Il avait insisté sur le « nous », choisissant délibérément de parler au nom de la Soul Society. Il étudia la réaction de son interlocuteur avant de poursuivre. La tension semblait définitivement avoir disparue. Le Central 46 s’était rapidement emporté au sujet d’Urahara Kisuke, sans doute à cause du passé litigieux entre l’homme et l’institution, mais aussi à cause du choix des mots biens trop précis d'Aizen. Peut-être n'était-ce qu'une coïncidence ? Aux yeux d’Ukitake, il était important de rappeler à cause de qui, ils étaient présents.

"Nous sommes ici uniquement parce que Aizen vous a accusé de trahison devant le Central 46" annonça-t-il.

Pourquoi le capitaine Hitsugaya n’avait-il pas commencé par présenter la chose ? Ukitake en cherchait la raison mais il n’avait jusque-là que des hypothèses, rien d’assez concret. Le jeune capitaine laissait bien souvent ses émotions dicter sa conduite et ses pensées.
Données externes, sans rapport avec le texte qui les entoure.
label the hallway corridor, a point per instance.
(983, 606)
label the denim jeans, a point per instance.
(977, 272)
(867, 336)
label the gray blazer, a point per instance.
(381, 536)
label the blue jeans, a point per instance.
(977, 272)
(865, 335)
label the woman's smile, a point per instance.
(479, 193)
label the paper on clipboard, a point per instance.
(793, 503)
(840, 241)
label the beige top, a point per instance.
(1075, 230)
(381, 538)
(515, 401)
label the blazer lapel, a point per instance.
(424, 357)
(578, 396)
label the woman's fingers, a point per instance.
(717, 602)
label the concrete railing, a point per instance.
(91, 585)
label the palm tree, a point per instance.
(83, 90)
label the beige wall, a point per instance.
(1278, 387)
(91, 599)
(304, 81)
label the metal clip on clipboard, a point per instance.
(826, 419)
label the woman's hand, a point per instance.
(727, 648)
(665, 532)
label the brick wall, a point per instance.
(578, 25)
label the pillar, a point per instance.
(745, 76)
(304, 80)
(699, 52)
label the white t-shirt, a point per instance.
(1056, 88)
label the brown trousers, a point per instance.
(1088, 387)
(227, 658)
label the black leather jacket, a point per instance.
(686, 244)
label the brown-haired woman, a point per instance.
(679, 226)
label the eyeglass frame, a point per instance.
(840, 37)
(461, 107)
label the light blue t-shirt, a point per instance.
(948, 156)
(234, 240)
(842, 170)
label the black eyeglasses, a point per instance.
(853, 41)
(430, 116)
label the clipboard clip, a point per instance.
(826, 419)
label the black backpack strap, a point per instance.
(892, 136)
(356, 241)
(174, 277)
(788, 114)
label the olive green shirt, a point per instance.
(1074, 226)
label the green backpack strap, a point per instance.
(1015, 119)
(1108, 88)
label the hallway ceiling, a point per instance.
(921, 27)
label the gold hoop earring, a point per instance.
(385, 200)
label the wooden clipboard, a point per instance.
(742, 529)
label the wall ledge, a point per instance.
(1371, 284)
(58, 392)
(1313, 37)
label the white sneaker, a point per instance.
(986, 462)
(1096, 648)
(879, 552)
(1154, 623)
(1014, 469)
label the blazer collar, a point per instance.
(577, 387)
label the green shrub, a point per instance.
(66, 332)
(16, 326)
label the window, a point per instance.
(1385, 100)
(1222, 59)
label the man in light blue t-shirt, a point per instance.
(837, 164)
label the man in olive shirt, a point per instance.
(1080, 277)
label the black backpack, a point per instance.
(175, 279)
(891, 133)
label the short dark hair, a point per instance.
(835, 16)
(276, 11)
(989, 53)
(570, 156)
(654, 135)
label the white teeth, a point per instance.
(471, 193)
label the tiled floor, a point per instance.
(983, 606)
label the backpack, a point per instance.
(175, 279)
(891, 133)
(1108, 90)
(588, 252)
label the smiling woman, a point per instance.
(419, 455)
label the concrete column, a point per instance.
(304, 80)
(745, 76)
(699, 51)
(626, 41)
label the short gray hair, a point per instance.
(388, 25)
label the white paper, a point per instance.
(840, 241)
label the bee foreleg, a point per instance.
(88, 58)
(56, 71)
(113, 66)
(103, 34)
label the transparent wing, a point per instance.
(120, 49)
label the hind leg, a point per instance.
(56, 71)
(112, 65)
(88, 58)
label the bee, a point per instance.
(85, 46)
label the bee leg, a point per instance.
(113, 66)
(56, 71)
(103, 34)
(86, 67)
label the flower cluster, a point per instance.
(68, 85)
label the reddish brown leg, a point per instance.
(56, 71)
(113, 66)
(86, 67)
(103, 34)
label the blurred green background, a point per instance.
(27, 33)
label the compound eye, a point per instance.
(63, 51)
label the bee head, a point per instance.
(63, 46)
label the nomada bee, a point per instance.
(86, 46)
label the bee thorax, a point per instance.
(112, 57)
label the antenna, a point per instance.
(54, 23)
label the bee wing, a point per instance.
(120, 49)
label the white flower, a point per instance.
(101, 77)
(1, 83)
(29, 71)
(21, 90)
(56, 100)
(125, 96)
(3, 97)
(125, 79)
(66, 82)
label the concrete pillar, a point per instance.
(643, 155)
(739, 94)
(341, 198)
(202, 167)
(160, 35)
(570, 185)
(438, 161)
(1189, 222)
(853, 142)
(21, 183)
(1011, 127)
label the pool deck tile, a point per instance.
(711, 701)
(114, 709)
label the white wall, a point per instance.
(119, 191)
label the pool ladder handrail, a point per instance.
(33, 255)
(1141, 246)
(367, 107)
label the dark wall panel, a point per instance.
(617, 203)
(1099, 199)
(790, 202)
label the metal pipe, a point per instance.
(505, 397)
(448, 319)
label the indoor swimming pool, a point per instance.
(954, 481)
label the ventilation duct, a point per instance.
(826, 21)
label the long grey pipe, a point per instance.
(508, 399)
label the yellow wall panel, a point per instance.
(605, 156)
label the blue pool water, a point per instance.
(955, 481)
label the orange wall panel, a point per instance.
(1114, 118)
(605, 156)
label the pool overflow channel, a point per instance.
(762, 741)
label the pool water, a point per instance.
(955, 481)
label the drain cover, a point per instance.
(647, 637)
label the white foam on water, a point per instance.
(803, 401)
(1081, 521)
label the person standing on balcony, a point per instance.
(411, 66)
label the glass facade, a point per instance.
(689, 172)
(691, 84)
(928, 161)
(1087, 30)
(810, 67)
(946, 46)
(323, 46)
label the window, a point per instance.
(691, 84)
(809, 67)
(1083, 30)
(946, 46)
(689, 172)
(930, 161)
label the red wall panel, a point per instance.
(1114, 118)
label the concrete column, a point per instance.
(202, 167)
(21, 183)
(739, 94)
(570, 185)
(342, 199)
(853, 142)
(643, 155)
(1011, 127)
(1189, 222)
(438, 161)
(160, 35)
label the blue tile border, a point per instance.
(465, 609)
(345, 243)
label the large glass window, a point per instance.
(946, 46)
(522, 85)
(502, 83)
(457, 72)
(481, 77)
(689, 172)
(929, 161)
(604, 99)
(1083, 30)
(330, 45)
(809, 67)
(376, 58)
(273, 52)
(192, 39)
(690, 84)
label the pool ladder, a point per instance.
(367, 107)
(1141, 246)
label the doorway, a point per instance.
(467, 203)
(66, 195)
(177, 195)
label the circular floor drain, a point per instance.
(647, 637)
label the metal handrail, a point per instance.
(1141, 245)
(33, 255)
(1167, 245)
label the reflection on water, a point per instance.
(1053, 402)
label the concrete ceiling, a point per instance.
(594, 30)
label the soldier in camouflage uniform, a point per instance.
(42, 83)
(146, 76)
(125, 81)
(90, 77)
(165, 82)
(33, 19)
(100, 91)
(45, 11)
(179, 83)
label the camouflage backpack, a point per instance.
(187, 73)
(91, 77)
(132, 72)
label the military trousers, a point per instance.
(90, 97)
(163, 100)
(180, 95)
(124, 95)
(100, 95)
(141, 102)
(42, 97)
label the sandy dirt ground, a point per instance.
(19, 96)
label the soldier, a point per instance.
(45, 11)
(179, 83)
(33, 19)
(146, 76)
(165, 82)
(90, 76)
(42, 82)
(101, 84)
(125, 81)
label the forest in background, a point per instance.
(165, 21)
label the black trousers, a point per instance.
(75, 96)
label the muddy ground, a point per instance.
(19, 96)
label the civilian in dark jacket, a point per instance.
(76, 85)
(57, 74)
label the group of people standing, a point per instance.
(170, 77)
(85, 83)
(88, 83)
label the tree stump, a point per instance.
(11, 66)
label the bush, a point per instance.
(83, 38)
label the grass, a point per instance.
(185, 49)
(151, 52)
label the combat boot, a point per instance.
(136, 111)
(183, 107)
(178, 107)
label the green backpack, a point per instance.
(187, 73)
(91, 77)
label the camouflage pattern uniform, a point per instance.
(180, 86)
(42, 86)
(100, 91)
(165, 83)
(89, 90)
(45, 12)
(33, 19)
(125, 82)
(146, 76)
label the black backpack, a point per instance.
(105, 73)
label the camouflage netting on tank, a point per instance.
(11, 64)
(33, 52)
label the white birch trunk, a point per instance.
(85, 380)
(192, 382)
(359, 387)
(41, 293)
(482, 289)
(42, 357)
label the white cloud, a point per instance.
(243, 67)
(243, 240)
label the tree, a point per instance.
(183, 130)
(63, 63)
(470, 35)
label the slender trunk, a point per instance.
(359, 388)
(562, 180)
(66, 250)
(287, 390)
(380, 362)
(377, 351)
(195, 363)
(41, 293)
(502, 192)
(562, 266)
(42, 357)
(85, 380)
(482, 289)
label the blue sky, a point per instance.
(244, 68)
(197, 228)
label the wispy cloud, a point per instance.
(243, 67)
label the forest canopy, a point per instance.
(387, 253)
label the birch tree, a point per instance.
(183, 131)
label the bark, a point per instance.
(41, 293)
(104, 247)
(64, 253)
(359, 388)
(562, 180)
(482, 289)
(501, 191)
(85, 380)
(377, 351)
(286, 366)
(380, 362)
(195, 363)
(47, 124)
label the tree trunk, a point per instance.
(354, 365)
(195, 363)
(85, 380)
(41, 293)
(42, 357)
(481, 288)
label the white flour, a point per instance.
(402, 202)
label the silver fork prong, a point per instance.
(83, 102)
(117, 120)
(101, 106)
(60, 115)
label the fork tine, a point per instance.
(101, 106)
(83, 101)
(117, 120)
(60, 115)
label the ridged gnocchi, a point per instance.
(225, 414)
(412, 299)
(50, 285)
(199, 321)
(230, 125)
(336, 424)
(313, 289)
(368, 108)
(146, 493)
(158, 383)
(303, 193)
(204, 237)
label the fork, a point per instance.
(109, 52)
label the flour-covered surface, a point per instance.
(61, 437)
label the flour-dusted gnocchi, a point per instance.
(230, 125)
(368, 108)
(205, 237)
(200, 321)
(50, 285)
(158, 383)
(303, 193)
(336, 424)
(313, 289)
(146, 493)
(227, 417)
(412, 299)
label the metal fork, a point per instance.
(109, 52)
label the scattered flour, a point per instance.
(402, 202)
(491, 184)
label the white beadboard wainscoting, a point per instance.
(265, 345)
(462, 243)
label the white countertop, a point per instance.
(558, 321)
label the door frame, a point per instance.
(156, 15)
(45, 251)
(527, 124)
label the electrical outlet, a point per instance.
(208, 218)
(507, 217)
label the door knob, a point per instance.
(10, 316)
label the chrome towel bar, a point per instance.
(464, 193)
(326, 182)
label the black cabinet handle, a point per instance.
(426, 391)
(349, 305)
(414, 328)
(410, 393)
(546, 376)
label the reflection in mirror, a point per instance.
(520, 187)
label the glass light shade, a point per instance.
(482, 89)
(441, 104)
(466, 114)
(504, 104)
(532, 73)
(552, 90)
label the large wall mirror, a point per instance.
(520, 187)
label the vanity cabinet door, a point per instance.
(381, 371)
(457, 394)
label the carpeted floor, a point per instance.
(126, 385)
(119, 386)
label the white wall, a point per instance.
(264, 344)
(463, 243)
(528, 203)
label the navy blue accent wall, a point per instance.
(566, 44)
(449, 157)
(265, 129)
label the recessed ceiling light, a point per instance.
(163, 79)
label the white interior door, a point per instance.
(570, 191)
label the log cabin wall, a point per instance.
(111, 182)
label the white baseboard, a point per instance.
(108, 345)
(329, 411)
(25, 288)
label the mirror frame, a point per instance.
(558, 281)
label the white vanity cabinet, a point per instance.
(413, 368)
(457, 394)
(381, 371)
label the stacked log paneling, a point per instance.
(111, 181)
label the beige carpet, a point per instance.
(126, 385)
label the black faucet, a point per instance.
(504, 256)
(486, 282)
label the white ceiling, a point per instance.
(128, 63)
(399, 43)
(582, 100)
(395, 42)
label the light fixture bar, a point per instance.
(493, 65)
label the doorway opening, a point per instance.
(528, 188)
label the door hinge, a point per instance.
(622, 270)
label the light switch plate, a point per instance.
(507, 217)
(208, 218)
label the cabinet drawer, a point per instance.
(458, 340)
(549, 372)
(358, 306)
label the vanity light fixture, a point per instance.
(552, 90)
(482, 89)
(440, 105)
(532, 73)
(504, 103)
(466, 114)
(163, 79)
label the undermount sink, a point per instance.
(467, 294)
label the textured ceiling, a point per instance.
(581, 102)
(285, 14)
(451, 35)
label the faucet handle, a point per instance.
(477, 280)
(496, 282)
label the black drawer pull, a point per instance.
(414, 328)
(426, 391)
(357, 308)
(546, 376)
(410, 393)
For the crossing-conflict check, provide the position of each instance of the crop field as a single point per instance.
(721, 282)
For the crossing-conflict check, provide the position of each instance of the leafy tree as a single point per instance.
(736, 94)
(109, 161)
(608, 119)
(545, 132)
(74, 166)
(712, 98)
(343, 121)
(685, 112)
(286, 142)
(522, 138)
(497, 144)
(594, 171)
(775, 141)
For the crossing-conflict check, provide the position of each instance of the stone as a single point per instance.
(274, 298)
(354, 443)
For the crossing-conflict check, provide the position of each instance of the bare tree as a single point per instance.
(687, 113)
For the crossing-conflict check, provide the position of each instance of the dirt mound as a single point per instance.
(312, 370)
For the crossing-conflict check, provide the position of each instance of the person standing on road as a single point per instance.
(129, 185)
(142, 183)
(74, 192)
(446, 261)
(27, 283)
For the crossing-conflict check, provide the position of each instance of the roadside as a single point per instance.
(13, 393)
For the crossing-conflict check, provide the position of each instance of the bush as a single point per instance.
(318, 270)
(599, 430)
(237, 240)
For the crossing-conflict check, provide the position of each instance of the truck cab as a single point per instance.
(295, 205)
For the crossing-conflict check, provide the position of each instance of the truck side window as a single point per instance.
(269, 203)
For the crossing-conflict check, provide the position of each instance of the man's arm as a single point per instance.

Il était fortement attaché à Matsumoto, et la jeune femme avait beaucoup souffert lors des actes d'Aizen. Toshiro tenait toujours Kisuke Urahara en partie responsable dans ces évènements, inconsciemment, cette colère qu’il n’arrivait pas à dissiper était rejetée sur l’ancien capitaine.


Lorsque le conseil du Gotei 13 avait proposé de restituer Yoruichi, Urahara et Tessai à leurs titres de Shinigamis de la Soul Society, le capitaine de glace avait perdu son sang-froid. Tessai avait fait de son mieux dans cette sombre affaire et Toshiro pouvait comprendre une utilisation exceptionnelle du Kido interdit. Mais il lui était impossible d’entrevoir une amnistie pour Urahara. La création du Hogyoku était une erreur mais sa dissimulation au sein même d’une âme de la Soul Society, une âme d’enfant, était un acte impardonnable à ses yeux.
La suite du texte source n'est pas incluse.